Rolling VS Immutable tags

It is strongly recommended to use immutable tags in a production environment. This ensures your deployment does not change automatically if the same tag is updated with a different image.

Bitnami will release a new chart updating its containers if a new version of the main container, significant changes, or critical vulnerabilities exist.

Submit an application

To submit an application to the cluster use the spark-submit script. You can obtain the script here. For example, to deploy one of the example applications:

$ ./bin/spark-submit   --class org.apache.spark.examples.SparkPi   --master spark://<master-IP>:<master-cluster-port>   --deploy-mode cluster  ./examples/jars/spark-examples_2.11-2.4.3.jar   1000

Where the master IP and port must be changed by you master IP address and port.

Be aware that currently is not possible to submit an application to a standalone cluster if RPC authentication is configured. More info about the issue here.

Enable security for spark

Configure ssl communication

In order to enable secure transport between workers and master deploy the helm chart with these options:

$ helm install --name my-release --set ssl.enabled=true  bitnami/spark

How to create the certificates secret

It is needed to create two secrets to set the passwords and certificates. The name of the two secrets should be configured on security.passwordsSecretName and security.certificatesSecretName. To generate certificates for testing purpose you can use this script. Into the certificates secret, the keys must be spark-keystore.jks and spark-truststore.jks, and the content must be text on JKS format. To generate the certificates secret, first it is needed to generate the two certificates and rename them as spark-keystore.jks and spark-truststore.jks. Once the certificates are created, to create the secret having the file names as keys, execute a command like the following:

$ kubectl create secret generic my-secret --from-file=./keystore/spark-keystore.jks --from-file=./truststore/spark-truststore.jks

The second secret, the secret for passwords should have four keys: rpc-authentication-secret, ssl-key-password, ssl-keystore-password and ssl-truststore-password.
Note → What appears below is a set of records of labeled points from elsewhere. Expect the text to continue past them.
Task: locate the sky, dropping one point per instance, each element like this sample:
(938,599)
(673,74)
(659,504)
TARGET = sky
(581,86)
To create this secret, execute a command like the following:

$ kubectl create secret generic my-passwords-secret --from-literal=rpc-authentication-secret=myRPCSecret --from-literal=ssl-key-password=mySSLKeyPassword --from-literal=ssl-keystore-password=password --from-literal=ssl-truststore-password=password

Now that the two secrets are created, deploy the chart enabling security configuration and setting the name for the certificates secret (my-secret in this case) at the security.certificatesSecretName and setting the name for the passwords secret (my-passwords-secret in this case) at security.passwordsSecretName.

To deploy execute the following:

$ helm install . --set security.certificatesSecretName=my-secret,security.passwordsSecretName=my-passwords-secret,security.rpc.authenticationEnabled=yes,security.rpc.encryptionEnabled=yes,security.storageEncrytionEnabled=yes,security.ssl.enabled=yes,security.ssl.needClientAuth=yes

Be aware that currently is not possible to submit an application to a standalone cluster if RPC authentication is configured. More info about the issue here.